First Steps First

If you’re relying on the next whiz-bang technology to finally secure your network, you’re missing your best defense.

Anywhere, January 3, 2005. Longtime resident John D'e today charged the Anywhere Police Department with negligence in the recent burglary of his home in the exclusive but crime-plagued Ocean View Community. Police spokesman I.M. Harried responded to reporters that a preliminary investigation indicated that the home had been unlocked and that the owner, who was in Hawaii for a two-week vacation, had left all the doors and windows open to air out the house. It appeared that the home alarm system had not been activated. Mr. D'e is seeking unspecified damages from the city.

While we’ve all experienced e-mail spam and computer viruses, higher education has generally treated network security as an annoyance rather than a serious threat. Other than complaining after each incident, college and university administrators largely ignore the underlying problems—which may more closely resemble John D'e throwing open his doors and windows before departing for Hawaii than we’d like to think. Think about it: How many students regularly scan their computers for viruses? How many faculty are concerned about unauthorized network connections? How many staff members and students set up rogue wireless networks? How many administrators care about policies addressing the ownership of radio frequency spectrum on campus?

The reality is that network attacks are surging and have the potential to seriously disrupt the way we do business on campus. In fact, they already have: You may recall the story about the prestigious West Coast university recently reporting that a computer hacker accessed the names, Social Security numbers, and personal data of about 1.4 million people after breaking into a campus researcher’s database which was being used to study home healthcare.

Who is legally liable for the identity theft resulting from such an attack? Is the researcher liable? The university? Or is it the state agency, which provided the researcher with his data?

Silicon vs. Carbon

Historically, higher education’s answer has been to call for more technical gizmos, such as firewalls, to protect the perimeter of the campus network and the core backbone. But I say: That’s analogous to trying to stop bank robberies and burglaries by asking the police to throw a cordon around an entire city and to increase street patrols. It may help, but it sure won’t eliminate burglaries.

The problem is carbon based, not silicon based. It seems to be human nature to avoid accepting responsibility for our own actions, and look for a technical “quick fix” to the problems that are actually the result of our own behavior. Just as reducing the risk of burglary starts with locking the doors and windows, network security starts at the desktop. Ask yourself these questions:

  • Have all current patches to the operating system been applied?
  • Are anti-virus software scans done regularly with up-to-date tools?
  • Is this being done for every computer on campus?
  • Are the applications themselves secured?
  • Is sensitive personal information sent unencrypted across the network?
  • In short, do we meet the test of common sense?

Unfortunately, the corporate-style solution of locking down every machine, prohibiting users from installing anything but corporate-approved and -monitored software, and enforcing organizational polices by draconian methods (“Deviate from company IT policy and you’re fired.”) isn’t an attractive option for higher education. If we are to retain the open and creative environment we cherish, we must nurture a culture that places the emphasis on individual responsibility in support of institutional requirements.

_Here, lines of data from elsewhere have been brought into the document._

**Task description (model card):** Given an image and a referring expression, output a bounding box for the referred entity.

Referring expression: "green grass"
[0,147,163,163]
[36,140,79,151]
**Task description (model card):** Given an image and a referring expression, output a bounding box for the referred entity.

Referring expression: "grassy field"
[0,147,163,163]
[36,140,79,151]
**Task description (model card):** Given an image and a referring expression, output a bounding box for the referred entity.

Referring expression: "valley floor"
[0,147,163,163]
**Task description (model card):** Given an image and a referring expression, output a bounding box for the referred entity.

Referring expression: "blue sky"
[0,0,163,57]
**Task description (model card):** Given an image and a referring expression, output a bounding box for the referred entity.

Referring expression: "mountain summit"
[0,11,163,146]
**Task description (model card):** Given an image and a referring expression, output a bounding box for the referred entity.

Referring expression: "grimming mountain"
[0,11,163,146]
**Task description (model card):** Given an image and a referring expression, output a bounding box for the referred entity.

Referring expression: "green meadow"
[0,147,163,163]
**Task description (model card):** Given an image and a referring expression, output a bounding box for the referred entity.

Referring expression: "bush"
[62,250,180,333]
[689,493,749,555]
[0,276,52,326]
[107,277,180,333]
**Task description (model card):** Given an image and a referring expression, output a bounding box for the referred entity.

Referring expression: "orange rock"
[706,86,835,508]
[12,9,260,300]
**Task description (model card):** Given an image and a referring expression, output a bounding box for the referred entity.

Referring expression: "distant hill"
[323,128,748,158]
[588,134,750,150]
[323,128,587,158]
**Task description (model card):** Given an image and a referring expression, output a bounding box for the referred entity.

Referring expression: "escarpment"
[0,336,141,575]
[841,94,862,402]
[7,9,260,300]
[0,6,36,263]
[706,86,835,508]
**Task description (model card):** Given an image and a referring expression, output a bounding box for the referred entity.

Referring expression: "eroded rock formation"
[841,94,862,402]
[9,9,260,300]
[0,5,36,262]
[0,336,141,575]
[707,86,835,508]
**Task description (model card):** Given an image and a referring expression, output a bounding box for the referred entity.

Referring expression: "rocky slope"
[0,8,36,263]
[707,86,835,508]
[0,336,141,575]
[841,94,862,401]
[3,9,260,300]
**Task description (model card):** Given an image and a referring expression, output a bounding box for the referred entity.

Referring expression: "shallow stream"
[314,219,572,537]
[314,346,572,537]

Here again, the analogy about protecting one’s own property is useful. In response to a growing number of bank robberies in the early 1990s, Bankers’ Hotline editorialized in their December 1992 issue, “The first thing banks, savings and loans, and credit unions must do is change some of their attitudes, which classify robberies as a simple cost of doing business. We have to return to the good old days of banking when such acts were viewed as a personal affront to the institution itself and to the community as a whole.”

Three Components of Information Security

Campus information security in the age of computers and computer networks has three components:

One—A culture that expects, indeed demands, individual and institutional responsibility and accountability. If we don’t in our heart of hearts believe that information security is important, then the rest d'esn’t really matter.

Two—A set of institutional policies that codifies institutional and personal expectations, requirements, responsibilities, and procedures. Since these policies represent a tradeoff between individual and institutional risk, and the individual freedoms that have made higher education an engine for innovation and discovery, they must be widely discussed before adoption. Only then are we prepared to deploy the final component...

Three—A layered defense of campus information that uses both technical gizmos and human expertise. This layered defense must be based upon a robust process of identity management that guarantees we are who we say we are and that we have the appropriate authorization to get the information we seek.

Steve Hare, associate VP for Security and Privacy at Purdue University (IN) puts it this way, “Despite your best efforts, you can’t eliminate network intrusions; the best you can do is reduce institutional risk and exposure—and that can only be done by a layered defense, based on institutional policy, best practices, and increased awareness, that starts at the desktop and works it way to the campus perimeter.”

In upcoming columns on security, we’ll explore campus culture and policies in more detail, as well as your best-layered defense based upon identify management. In the meantime, watch those doors and windows.